A la découverte des images, une impression domine : on ne peut qu’être ému de renouer avec les temps anciens. Un peu comme si la Belle au bois dormant s’éveillait devant nous. La conscience d’assister à un miracle à l’échelle du cinéma sublime chaque instant. Tout à coup, l’histoire de ces astronomes assez fous pour voyager dans l’espace prend une ampleur picturale insoupçonnée. La poésie de Jules Verne se joue en vert, rouge et bleu: les sélénites se parent d’une tenue herbeuse et une Phœbé toute dorée défie les astronautes de son regard réprobateur. Les explosions ressemblent à des feux d’artifice et Méliès, dans le rôle du chef astronome, émerveille par ses talents de prestidigitateur.
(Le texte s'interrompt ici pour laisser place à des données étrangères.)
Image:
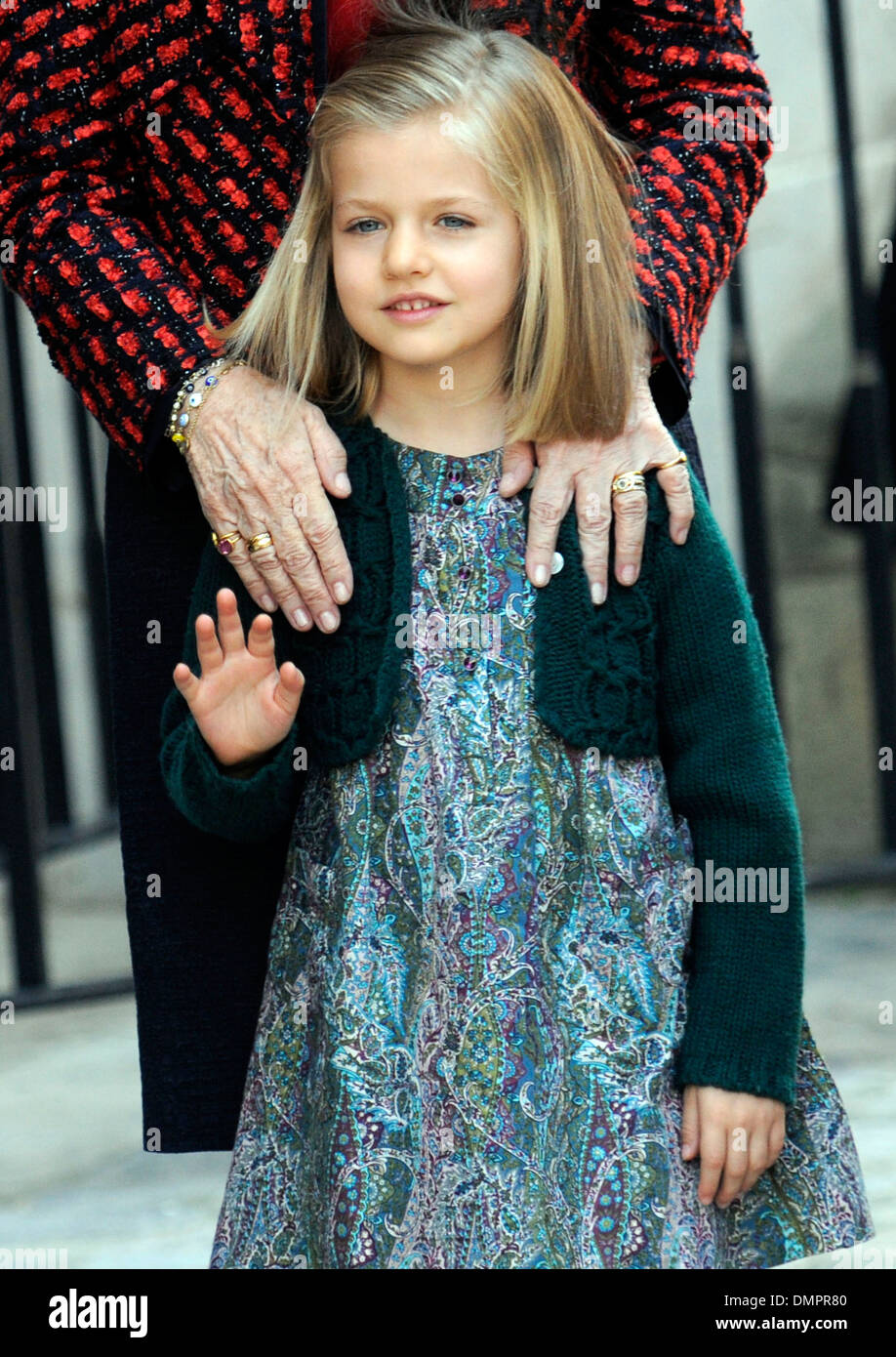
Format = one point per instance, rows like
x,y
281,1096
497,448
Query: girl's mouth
x,y
407,312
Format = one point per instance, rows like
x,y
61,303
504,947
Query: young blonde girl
x,y
500,1029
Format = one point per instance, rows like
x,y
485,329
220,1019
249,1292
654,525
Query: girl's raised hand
x,y
737,1137
242,703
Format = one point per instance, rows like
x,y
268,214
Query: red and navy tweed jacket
x,y
151,153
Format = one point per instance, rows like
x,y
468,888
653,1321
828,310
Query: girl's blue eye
x,y
448,216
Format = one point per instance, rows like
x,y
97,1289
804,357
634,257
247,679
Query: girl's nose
x,y
405,250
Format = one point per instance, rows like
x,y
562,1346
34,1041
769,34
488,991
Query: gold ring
x,y
224,542
628,480
674,462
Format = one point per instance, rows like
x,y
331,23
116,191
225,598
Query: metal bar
x,y
864,872
41,996
872,451
20,785
34,583
750,476
94,574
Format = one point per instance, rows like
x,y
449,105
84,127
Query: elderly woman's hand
x,y
252,479
584,472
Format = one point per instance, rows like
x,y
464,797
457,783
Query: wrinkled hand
x,y
737,1137
242,703
584,472
253,477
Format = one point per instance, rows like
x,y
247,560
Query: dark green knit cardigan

Le passage du noir et blanc à la couleur libère des éléments nouveaux et amusants. Par exemple, deux drapeaux arborent le rouge et le jaune de l’Espagne, sûrement en hommage au destinataire de cette version du film. Car chaque coloration de l’œuvre était un modèle unique, un prototype artistique. La peinture image par image suggère la possibilité d’assortir au gré des saisons et de ses envies de nouvelles teintes. Ainsi, le drapeau tricolore de la France a pu connaître mille destinées. Un moyen de façonner le rêve aux dimensions de chacun, sans que la fixation sur pellicule ne devienne une fin en soi. C’est peut-être cette notion d’éphémère qui a poussé Méliès à détruire l’intégralité de son travail quand la Grande Guerre fit ses ravages. On trouve pourtant dans Le voyage dans la Lune l’éternel regard admiratif de l’homme, détaché de toute désillusion. Les badauds viennent féliciter les astronautes, les poissons gravitent autour du vaisseau redescendu des cieux et l’humain s’élève par delà les frontières connues.

La réédition se double d’une bande-son des plus curieuses, signée par Air. Le duo renoue avec ses envolées éthérées que l’on avait perdues depuis les plus beaux moments de Moon Safari et 10 000 Hz Legend. Leur chanson New Star in the Sky – un titre approprié – éveillait déjà la chimère d’un au-delà par une voix lancinante et pleine de secrets. La berceuse ne suffisant pas ici, la B.O. ajoute un morceau de bravoure épique. Bien loin des canons de la musique d’accompagnement au piano, Air s’amuse avec des sons électroniques. Ils créent une passerelle temporelle phénoménale entre 1902 et 2011. Un protocole de petits filous, soit l’inverse du postulat habituel consistant à utiliser une musique ancienne pour un film récent. Le vertige du temps ouvre la porte au droit à rêver. Que Méliès prenne un bol d’Air frais démontre à quel point le cinéma est intemporel. La réédition sonne comme une parfaite conclusion de conte, où l’histoire d’amour n’a pas besoin de se terminer par « ils se marièrent et eurent beaucoup d’enfants »…  car nous sommes tous les enfants de Méliès !

LE VOYAGE DANS LA LUNE (Fra), un film de Georges Méliès. Durée : 16 minutes. Sortie de la version couleur : 14 décembre 2011.